The Texas A&M Transportation Institute (TTI) recently designed a series of workshops and webinars aimed at gaining input on mobility and transportation technology preferences and needs from people with disabilities. The project was sponsored by the Accessible Transportation Technologies Research Initiative, a U.S. Department of Transportation multimodal multi-agency research and development effort.
“The overall goal of this project was to ultimately enhance mobility of travelers with disabilities by providing the capability to reliably, safely and independently plan and execute their travel,” said TTI Associate Research Scientist Suzie Edrington. “So it was important to gather input from those who would benefit the most.”
The methodology developed walked participants through a hypothetical typical trip using the following five trip segments: 1) trip planning, 2) departure, 3) en-route, 4) arrival and 5) return. These trip segments were used to show existing or emerging technologies and to help participants visualize technologies that could remove barriers to achieve reliable, safe and independent travel.
“During the hypothetical trip planning exercise, the participants provided feedback on user needs and barriers for each trip segment respective to the target population, and recommended technologies and solutions that could facilitate their travel experience with minimal/reduced disruption,” explained Edrington.

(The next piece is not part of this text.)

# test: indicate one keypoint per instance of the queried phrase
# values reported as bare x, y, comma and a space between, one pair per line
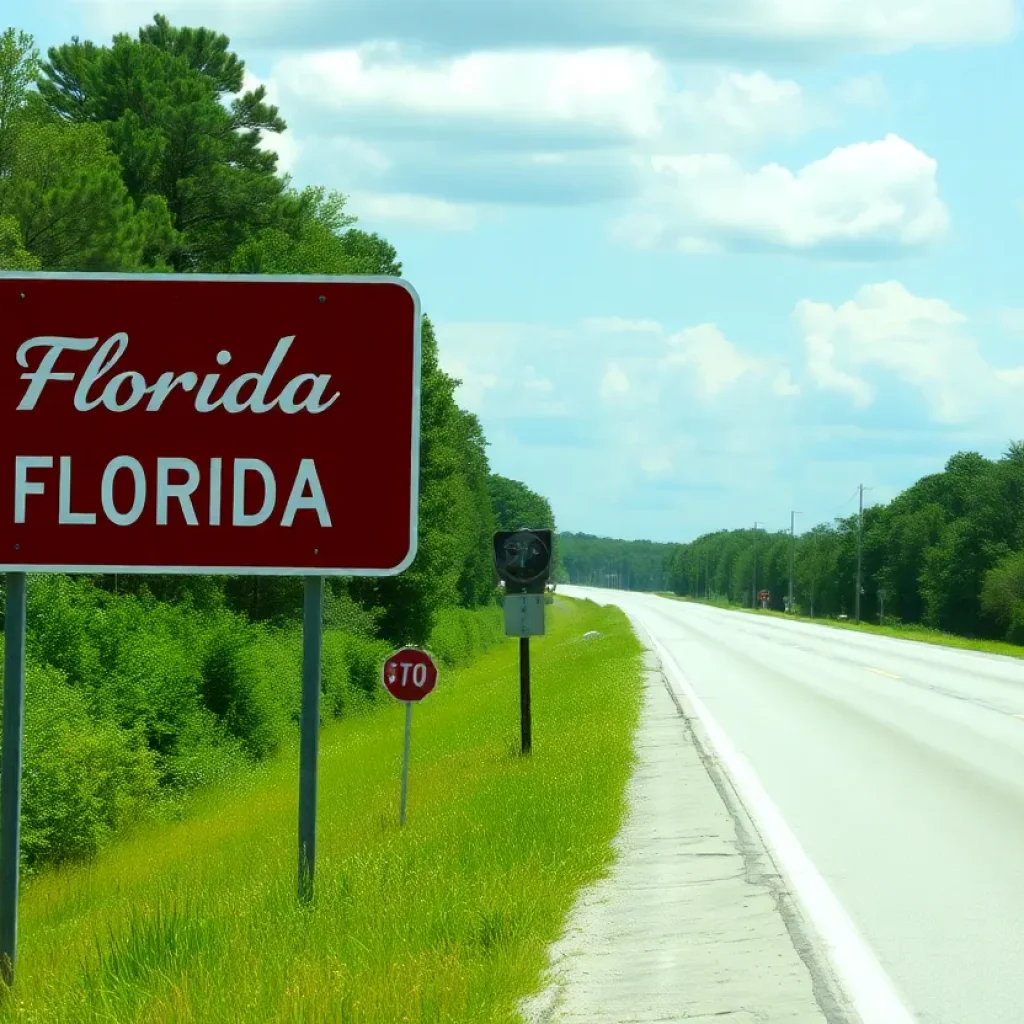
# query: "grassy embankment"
448, 920
922, 634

The outcome was the development of a comprehensive representation of user needs and possible technology solutions that remove barriers to transportation according to four functional disabilities: visual, hearing, cognitive and mobility.
“The importance of providing safe, reliable mobility for persons with disabilities is of critical importance as it provides them with independence and greatly enhances their quality of life,” said Edrington. “Our research provides agencies with the tools necessary to better serve those in need.”